How is that achieved? Manville says, "The APIC has the construct of endpoint groups, which are like closed user groups. You set them up and then put in virtual machines, VLANs and other capabilities, and specify what traffic can go to that endpoint group and what traffic can come out. And that's done at a much higher level than writing an ACL and saying, This IP address can only speak to that IP address on this port.' And because we can now automate a lot of these things we don't have to have as much back-and-forth with application teams. In many cases the application teams can actually decide what they want from the infrastructure themselves using a GUI."
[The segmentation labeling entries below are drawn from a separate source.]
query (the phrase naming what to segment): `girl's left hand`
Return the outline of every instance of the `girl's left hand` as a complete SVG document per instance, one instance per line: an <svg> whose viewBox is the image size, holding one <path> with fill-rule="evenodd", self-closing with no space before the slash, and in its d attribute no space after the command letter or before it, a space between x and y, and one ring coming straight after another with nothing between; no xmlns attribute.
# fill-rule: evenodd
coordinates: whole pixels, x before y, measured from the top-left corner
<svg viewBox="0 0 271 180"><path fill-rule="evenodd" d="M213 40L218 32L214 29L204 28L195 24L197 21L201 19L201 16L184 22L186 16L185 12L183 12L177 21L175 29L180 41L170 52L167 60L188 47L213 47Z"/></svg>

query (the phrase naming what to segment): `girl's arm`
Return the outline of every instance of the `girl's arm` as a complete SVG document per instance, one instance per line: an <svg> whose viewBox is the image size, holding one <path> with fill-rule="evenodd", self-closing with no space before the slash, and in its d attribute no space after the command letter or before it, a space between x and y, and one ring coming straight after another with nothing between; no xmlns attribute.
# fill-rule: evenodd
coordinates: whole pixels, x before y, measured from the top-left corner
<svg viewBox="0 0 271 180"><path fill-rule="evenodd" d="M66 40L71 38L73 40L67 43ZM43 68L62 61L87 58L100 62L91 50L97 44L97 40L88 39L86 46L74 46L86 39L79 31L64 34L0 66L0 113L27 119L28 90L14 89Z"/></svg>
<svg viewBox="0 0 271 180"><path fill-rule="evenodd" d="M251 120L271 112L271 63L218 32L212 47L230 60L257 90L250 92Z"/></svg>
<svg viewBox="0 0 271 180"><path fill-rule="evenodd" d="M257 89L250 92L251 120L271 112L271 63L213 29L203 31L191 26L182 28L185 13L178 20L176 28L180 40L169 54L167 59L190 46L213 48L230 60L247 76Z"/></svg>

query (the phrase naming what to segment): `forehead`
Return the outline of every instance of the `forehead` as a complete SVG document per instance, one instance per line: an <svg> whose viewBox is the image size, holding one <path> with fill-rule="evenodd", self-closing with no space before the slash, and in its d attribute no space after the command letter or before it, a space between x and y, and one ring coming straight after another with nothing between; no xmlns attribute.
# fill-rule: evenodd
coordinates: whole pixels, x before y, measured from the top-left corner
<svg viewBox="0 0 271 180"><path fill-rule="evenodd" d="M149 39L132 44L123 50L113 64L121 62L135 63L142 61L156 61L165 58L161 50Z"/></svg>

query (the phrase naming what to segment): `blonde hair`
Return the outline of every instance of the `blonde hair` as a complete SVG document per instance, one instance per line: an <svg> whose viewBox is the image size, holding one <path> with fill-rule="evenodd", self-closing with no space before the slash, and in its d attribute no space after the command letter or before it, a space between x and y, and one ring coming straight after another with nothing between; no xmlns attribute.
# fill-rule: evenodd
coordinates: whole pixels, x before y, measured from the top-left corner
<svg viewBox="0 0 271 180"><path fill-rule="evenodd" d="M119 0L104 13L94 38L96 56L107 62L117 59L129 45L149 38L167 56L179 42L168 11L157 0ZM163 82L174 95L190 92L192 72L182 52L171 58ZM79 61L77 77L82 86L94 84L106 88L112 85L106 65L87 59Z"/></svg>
That should drive down OPEX costs, Manville says, but he is also looking for increased efficiencies: "If we can raise the abstraction layer so an application person doesn't have to know about subnets or why this IP address can't talk to that one, we should be able to significantly lower the friction, the time it takes to interact between the application and the infrastructure teams to provision and configure the infrastructure for whatever the application needs."
ACI deployment plans
Although Cisco has been testing ACI in the Allen data center, the first major implementation is going to be in an engineering data center in San Jose using the ACI switches in "standalone mode," Manville says.
"Probably around June'ish we'll have the APIC running in an engineering data center handling all the networking aspects in that data center," Manville says. "In the other data centers we're planning to implement the fabric almost standalone and then migrate applications and workloads one by one. And that's going to take a series of quarters for us to integrate with the release schedules of the applications, doing our testing of those applications, understanding the dependencies of those applications, so we can make best use of the endpoint group capability."
He anticipates ACI being deployed in most environments by calendar year 2017.
VMware pushed out?
When it comes to software controlled networks, Cisco is facing bold new competition from VMware with its NSX technology.
VMware isn't shy about its intention of worming its way into the market by putting a network shim below virtual servers and rendering the physical network to the lowly job of creating tunnels between virtual resources.
So, given that market threat, will Cisco migrate away from the VMware technology that underpins so much of the company's private cloud?
"That's a great question," Manville says. "A part of CITEIS now has OpenStack as the environment and KVM as the hypervisor. At the moment we're giving CITEIS users a choice between an OpenStack or VMware environment. And there are definitely advantages to both.